Maintien de la mesure de soins psychiatriques

Synthèse de la décision

Question juridique

Quelles sont les conditions de prolongation d'une hospitalisation complète en soins psychiatriques sans consentement ?

Principe retenu

L'hospitalisation complète d'un patient en soins psychiatriques ne peut se poursuivre sans décision d'un magistrat du siège du tribunal judiciaire, statuant dans un délai de douze jours suivant l'admission.
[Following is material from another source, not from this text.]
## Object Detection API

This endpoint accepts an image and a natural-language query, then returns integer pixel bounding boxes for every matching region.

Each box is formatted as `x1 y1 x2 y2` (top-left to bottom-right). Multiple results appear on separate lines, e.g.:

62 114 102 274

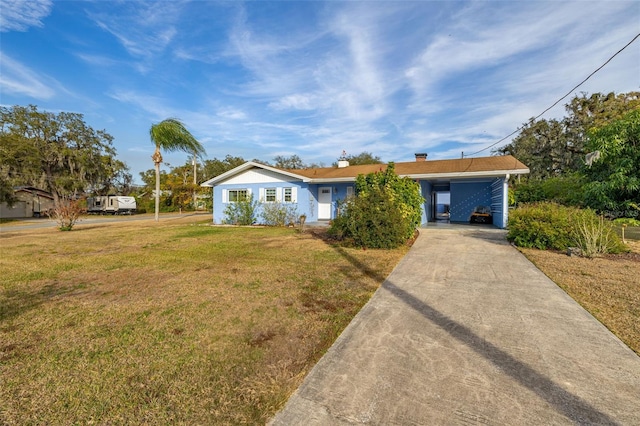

Cette mesure est justifiée par des troubles mentaux nécessitant des soins et compromettant la sûreté des personnes.

Faits clés

  • Madame [B] [N] a été admise en soins psychiatriques le 06/06/2026.
  • Un certificat médical a été établi le 10/06/2026, constatant des troubles majeurs du comportement.
  • La patiente présente des idées délirantes et une altération de son jugement.
  • La requête pour prolonger l'hospitalisation a été déposée par Madame la [W] le 11/06/2026.
  • Le juge a statué sur la demande en audience publique le 16/06/2026.

Articles cités

article L. 3211-12-1 du code de la santé publique article L. 3213-1 du code de la santé publique

Exposé du litige

TRIBUNAL JUDICIAIRE DE CLERMONT-FERRAND N° RG 26/00577 - N° Portalis DBZ5-W-B7K-KUWC MINUTE : 26/00325 ORDONNANCE rendue le 16 Juin 2026 Article L 3211-12-1 du code de la santé publique CONTRÔLE DE L’HOSPITALISATION COMPLÈTE AVANT L’EXPIRATION D’UN DÉLAI DE DOUZE JOURS DEMANDEUR Madame la [W], [Adresse 1] Non comparant PERSONNE ADMISE EN SOINS PSYCHIATRIQUES SANS CONSENTEMENT Madame [B] [N] née le 07 Septembre 1941 à [Localité 1] [Adresse 2] [Localité 2] Comparante assistée de Maître Emel KARTAL avocat au barreau de CLERMONT-FERRAND MINISTÈRE PUBLIC régulièrement avisé, a fait des observations écrites * * * Nous, Anthony MIRAOUI, Vice-Président chargé des fonctions de juge des libertés et de la détention au Tribunal Judiciaire de Clermont-Ferrand, assisté de Nadège PETRIMENT, greffier statuant dans la salle dédiée à cet effet au Centre Hospitalier Sainte Marie DÉBATS : A l'audience publique du 16 Juin 2026, en présence du personnel soignant accompagnant, et la décision rendue en audience publique, Le juge du tribunal judiciaire a exposé la procédure et indiqué l’avis du procureur de la République figurant au dossier. Le représentant de Madame la [W] a développé sa requête par écrit. Madame [B] [N] et son conseil ont été entendues.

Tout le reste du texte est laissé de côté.